Claude Nunney came to this area as a “little immigrant, worked on a farm in Glengarry, won the hearts of the people who knew him and was one of an estimated 10,000 British Home Children, many who served their adopted country in WWI. Our local war hero has not been forgotten in Glengarry, or for that matter in SDG. The Royal Canadian Legion Branch in Lancaster is named after him with an historical plaque outside it which tells the story of Claude Nunney, also in Lancaster the 253 Claude Nunney VC, Royal Canadian Air Cadet Squadron and the annual Claude Nunney Dinner held in the Stormont, Dundas and Glengarry Highlanders Sergeant’s Mess annually. Also located in the Sgt’s Mess are replicas of Nunney’s medals, the originals of which were donated to the Highlanders many years ago.
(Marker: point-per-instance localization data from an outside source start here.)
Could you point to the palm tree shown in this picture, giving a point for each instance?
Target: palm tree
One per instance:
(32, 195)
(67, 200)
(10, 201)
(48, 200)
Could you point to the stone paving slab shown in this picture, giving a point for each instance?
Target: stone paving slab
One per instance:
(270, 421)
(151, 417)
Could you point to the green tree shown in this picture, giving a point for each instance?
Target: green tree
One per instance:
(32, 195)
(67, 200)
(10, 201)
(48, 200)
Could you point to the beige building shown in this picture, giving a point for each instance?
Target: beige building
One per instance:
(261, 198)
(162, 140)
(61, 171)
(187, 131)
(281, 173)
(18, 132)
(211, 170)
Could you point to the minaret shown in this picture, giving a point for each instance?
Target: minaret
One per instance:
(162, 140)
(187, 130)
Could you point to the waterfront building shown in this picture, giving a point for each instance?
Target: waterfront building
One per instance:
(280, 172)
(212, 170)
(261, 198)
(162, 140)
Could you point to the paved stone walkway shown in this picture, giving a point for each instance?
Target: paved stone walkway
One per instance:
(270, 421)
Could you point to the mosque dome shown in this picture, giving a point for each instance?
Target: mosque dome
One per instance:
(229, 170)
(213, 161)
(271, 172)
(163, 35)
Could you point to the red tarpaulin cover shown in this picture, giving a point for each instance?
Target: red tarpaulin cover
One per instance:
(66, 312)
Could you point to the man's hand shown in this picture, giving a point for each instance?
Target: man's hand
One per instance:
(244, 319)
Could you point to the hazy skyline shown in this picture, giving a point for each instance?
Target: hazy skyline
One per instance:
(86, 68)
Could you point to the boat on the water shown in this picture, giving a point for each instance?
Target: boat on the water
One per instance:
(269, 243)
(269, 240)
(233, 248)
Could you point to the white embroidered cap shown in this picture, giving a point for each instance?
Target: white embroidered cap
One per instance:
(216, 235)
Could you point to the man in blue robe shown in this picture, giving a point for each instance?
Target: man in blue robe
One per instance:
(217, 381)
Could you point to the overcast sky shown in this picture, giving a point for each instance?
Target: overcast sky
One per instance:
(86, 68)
On July 12, a group of people, who gathered outside the Lancaster Legion, near the Ontario Archaeological and Historic Plaque dedicated to Claude Nunney, recounted some of this gentleman’s story and a photo taken. This photograph has been sent to Silk by Judy Neville, President of the Ontario East British Home Child Family, so those who will be honouring Nunney in Hastings on July 19 will know that here in Glengarry and SDG we remember Nunney, or as Captain Jim Devine of the SDG Highlanders commented “Once a Glen, always a Glen.”

Post Script or P.S. I am thinking that next year on Sept. 2 and it is a Sunday (checked on Wikipedia) perhaps the same group and a few more should get together and have a luncheon to commemorate Claude Nunney – I will keep you posted on that plan!